Haskell explicit forall with "missing" type parameter on lhs

Question

I was reading the source code of haxl-Haxl.Core I came upon the following piece of code

data BlockedFetch r = forall a. BlockedFetch (r a) (ResultVar a)

And realized that I don't fully understand the usage of ExplicitForall/ExistentialQuantification.

In what ways is the snippet above different from

data BlockedFetch r a = BlockedFetch (r a) (ResultVar a)

And why can I "omit" the type parameter on the lhs of the data declaration.

Answer 1

As others have mentioned, the example from the code is an example of an existential quantification, and so is totally different from the final example in the question.

The first thing to note is that nowadays GADT notation is often preferred for this.
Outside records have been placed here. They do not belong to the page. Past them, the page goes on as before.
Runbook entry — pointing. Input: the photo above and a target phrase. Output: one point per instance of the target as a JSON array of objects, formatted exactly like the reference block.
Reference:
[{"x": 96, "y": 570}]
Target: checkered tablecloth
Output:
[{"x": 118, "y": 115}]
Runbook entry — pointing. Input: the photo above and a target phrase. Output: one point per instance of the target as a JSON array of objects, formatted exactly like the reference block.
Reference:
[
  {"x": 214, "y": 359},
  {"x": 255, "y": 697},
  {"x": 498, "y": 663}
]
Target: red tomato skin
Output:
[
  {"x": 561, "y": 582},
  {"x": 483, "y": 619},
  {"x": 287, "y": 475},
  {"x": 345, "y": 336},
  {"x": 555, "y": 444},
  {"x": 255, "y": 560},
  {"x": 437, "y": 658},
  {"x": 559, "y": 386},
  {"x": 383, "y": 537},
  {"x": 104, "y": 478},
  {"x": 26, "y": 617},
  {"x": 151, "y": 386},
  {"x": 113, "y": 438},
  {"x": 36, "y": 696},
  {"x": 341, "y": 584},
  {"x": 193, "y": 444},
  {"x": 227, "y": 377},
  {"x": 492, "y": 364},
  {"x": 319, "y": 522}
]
The type in GADT notation is:

data BlockedFetch r where
    BlockedFetch :: r a -> ResultVar a -> BlockedFetch r

We can explicitly bind a as follows:

data BlockedFetch r where
    BlockedFetch :: forall a. r a -> ResultVar a -> BlockedFetch r

This would be isomorphic to the following if we had free existential quantification:

data BlockedFetch r where
    BlockedFetch :: (exists a. (r a, ResultVar a)) -> BlockedFetch r

This, combined with a desire not to introduce new keywords, is what led to the old ExistentialQuantification syntax. The BlockedFetch data constructor has type

BlockedFetch :: forall r a. r a -> ResultVar a -> BlockedFetch r

and this is what is trying to be communicated with the syntax:

data BlockedFetch r = forall a. BlockedFetch (r a) (ResultVar a)
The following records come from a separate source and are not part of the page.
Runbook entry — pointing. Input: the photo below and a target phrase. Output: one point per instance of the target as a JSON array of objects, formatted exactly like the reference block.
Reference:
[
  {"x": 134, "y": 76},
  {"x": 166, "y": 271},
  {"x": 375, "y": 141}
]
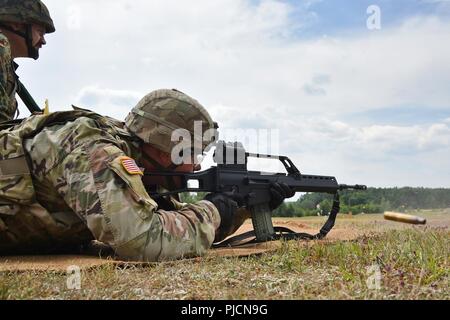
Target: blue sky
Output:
[
  {"x": 333, "y": 17},
  {"x": 367, "y": 106}
]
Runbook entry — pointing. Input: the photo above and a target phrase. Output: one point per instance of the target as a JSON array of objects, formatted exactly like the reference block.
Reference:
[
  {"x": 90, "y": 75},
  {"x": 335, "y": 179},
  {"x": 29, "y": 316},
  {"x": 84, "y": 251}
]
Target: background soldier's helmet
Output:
[
  {"x": 27, "y": 12},
  {"x": 161, "y": 112}
]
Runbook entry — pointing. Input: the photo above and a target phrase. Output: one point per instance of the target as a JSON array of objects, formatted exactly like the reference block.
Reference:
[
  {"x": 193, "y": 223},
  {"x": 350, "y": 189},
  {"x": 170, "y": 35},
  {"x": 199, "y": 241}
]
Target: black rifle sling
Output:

From this perspective the difference from having BlockedFetch r a is then the a would occur in the result of the data constructor type. Schematically, forall a. F a -> G is logically equivalent to (exists a. F a) -> G, but it is clearly not the case that forall a. F a -> G a is equivalent to (exists a. F a) -> G a as the latter is not even well-scoped.

Returning to

BlockedFetch :: forall r a. r a -> ResultVar a -> BlockedFetch r

if you don't understand existentials, but you do understand universal quantification, then you can understand what's going on in terms of that. Here we see that someone calling BlockedFetch, i.e. building a value with the data constructor, is free to choose whichever type they want for a. Someone consuming, i.e. pattern matching on, a value of type BlockedFetch R is essentially writing a function forall a. R a -> ResultVar a -> X and that function must work for any value of a, i.e. the person calling this function gets to choose a and this function must work with that choice.

Answer 2

Consider a simpler example:

data ShowBox = forall a. Show a => ShowBox a

Read it as

data ShowBox = whatever a. Show a => ShowBox a

and now it's clear that ShowBox can contain a value of any type as long as this type is an instance of Show. E.g.

ex :: [ShowBox]
ex = [ShowBox 'a', ShowBox (), ShowBox [1,2,3]]

So you can read

data BlockedFetch r = forall a. BlockedFetch (r a) (ResultVar a)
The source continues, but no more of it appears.